Just a year ago, it was planning an ambitious expansion and touting record attendance. Now its director has been ousted amid rumors, scandal, and a recrd budjet shortfall.

Boris Kachka
What Broke The Met?

ONE MONDAY LAST MONTH, Thomas P. Campbell, the departing director of the Metropolitan Museum of Art, stooped silently over a burial suit of jade tiles threaded with gold, circa 100 B.C. In this private moment, he had his back to reporters gathering for a first look at the Met’s landmark China survey “Age of Empires.” A moment later, Ken Weine, the new communications chief, tapped him on the shoulder, and Campbell pivoted, summoned up his British charm, and shook my hand.

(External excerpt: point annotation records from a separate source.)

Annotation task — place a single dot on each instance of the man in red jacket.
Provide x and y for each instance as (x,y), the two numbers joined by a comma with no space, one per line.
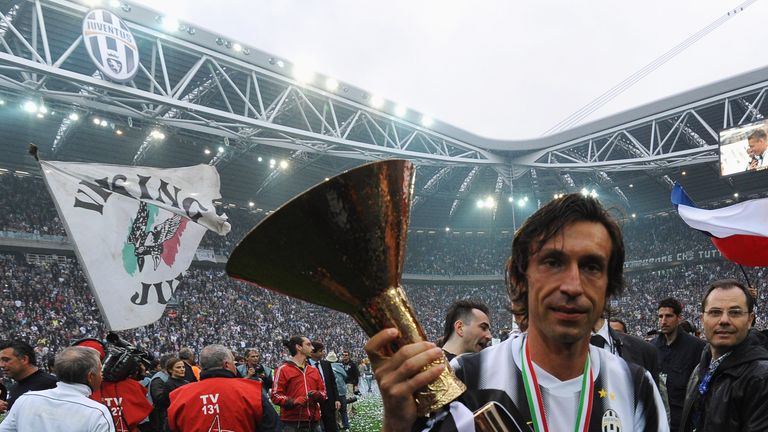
(220,401)
(298,388)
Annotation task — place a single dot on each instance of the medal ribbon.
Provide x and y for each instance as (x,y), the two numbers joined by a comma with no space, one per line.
(536,401)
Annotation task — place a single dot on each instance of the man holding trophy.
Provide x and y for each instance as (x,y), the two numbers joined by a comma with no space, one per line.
(567,260)
(342,245)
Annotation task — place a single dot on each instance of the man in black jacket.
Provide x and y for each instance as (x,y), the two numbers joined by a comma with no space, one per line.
(679,353)
(728,390)
(329,406)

At 54, sandy hair parted in the middle, looking like he’d just exchanged safari khakis for a headmaster’s suit, he wore a trace of the uncomplicated pride he might have felt if journalists weren’t just then dissecting his eight-year tenure and the snowballing crisis of confidence that had ended it just four weeks earlier.

Campbell pulled out his iPhone to show me a photo of an excavation at one of 85 far-flung Chinese sites where the show’s loaned treasures originated. “This is in Jiangsu province,” he said in a librarian’s murmur, “a deep ravine down into the earth.” Terra-cotta animals were still caked with mud, like unwashed newborns. “This was the moment when I realized — with the curators — that this would be an amazing exhibition.” Years later, when the Chinese culture minister visited, “he said that because America doesn’t have a department of culture, in some respects they regarded the Met as that department.”

A handler summoned Campbell to a podium for brief remarks. I asked if he’d be willing to sit down and talk about his legacy. “With pleasure, let me talk with Ken about this,” he said, retreating with Weine. “It’s a moment of transition.” He never granted the interview, and soon curtailed even such pro forma appearances.